An app that introduces classical music newbies to popular classical composers in each time period.
While some may deem it an archaic art form, classical music is the predecessor
to all modern music forms. For more than a century, however, classical music has been on
the decline, with about 1% of all music consumption in 2019 being classical music. As a
cellist and classical musician, it is my mission to maintain and revive people's
passion for classical music.
As such, I created Composers 101 to inform and teach new classical music listeners about
popular classical composers. Its goal is to provide new listeners with the foundations and basics necessary to
continue to explore classical music.
In starting this project, I initially considered that my primary audience
would be new listeners to classical music. This led me to consider that
the information that my users would be looking for would most likely be
more general facts about composers in general, rather than long and dense biographies
about specific niche composers.
And upon doing a brief search, I found that there was a lack of simple
applications that aimed to introduce users to a wider breadth of composers. Existing
applications had very dense information that wasn't very beginner-friendly, so I sought
to fill this gap.
This is an initial low-fi mockup of the final product:
In choosing this design, I knew that I wanted users to be familiar with the
faces of the composers being presented; faces leave a deeper impression on the user
and allow users to make a mental connection between an image and its corresponding information.

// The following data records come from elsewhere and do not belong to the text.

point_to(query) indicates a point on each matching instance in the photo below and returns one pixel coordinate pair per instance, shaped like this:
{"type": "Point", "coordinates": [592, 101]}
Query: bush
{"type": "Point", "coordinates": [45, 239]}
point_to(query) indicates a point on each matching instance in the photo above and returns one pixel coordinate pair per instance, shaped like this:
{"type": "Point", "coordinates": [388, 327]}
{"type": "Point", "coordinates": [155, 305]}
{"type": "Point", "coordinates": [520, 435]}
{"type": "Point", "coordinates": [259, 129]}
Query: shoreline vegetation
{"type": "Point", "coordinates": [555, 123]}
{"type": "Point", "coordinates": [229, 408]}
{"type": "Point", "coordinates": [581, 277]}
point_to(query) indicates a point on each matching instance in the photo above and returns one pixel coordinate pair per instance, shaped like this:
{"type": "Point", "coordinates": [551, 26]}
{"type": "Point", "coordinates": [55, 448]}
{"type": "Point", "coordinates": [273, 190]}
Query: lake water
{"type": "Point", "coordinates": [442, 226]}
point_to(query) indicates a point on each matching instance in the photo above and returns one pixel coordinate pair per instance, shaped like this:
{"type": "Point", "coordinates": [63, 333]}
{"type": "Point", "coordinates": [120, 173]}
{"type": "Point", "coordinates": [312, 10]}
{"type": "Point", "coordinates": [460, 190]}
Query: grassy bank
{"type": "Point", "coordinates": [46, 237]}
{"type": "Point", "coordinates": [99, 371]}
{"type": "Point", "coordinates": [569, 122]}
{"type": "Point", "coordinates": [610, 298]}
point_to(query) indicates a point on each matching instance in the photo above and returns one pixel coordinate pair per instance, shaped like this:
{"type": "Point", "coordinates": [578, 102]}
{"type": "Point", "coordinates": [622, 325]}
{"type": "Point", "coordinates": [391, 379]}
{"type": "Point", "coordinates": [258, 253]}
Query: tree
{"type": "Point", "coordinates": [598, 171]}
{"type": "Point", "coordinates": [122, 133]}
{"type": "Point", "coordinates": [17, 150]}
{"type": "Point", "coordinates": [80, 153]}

In arranging the photos of the composers, I organized it a little like how an opping shopping gallery
would look like. The rationale behind this: users spend a lot of time browing online stores, so modelling my application
after such a layout might trigger an unconscious habbit to spend more time on composers 101.
Other specific stylistic choices include making the the aggregator on the left sticky so that users could see who
their favorites were at all time and making filter and sort buttons located in an a location analogous to that of online stores.

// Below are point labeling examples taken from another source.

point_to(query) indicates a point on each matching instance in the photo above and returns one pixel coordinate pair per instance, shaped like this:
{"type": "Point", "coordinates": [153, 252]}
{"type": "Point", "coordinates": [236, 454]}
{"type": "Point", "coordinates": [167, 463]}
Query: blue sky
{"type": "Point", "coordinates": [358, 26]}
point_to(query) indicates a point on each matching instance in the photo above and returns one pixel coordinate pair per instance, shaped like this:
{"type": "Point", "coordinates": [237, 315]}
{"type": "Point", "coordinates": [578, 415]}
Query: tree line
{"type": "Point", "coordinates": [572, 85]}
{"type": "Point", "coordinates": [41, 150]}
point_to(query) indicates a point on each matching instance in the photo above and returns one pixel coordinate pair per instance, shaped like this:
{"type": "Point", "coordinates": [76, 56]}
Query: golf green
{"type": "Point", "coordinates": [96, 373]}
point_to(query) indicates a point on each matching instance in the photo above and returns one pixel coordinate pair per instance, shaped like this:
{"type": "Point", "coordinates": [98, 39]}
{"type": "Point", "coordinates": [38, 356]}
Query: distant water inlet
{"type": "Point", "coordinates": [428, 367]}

And after taking these factors into consideration, this is what the final product looked like:
A feature that I implemented after doing my low-fi mockup was offcanvases for composers information. Initially, I wasn't sure how to best convey general information about composers, but something that was easily accessible, but also cancelable, was most desireable. Offcanvases fit that profile.

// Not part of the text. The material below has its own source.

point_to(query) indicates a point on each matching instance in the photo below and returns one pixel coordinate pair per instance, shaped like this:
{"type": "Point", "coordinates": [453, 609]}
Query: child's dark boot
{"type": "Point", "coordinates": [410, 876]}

This project gave me a lot of insight into working with React and APIs. I learned how to
integrate JS code with user states and queries, and these gave me the ability to make a much
more interactive application as a whole. For APIs, I used OpenOpus to source all of the foundational
information upon which I built my data, and working with this API gave me a lot of insight into how to
pull information from large collections of data.
If I were to do things differently, I would want to include a more diverse selection of
composers to include composers who come from underrepresented backgrounds. In addition, I would
change my aggregator display to disallow duplicate composers. Overall, however, this project was very
enjoyable to work on since this is a cause that I am so deeply passionate about.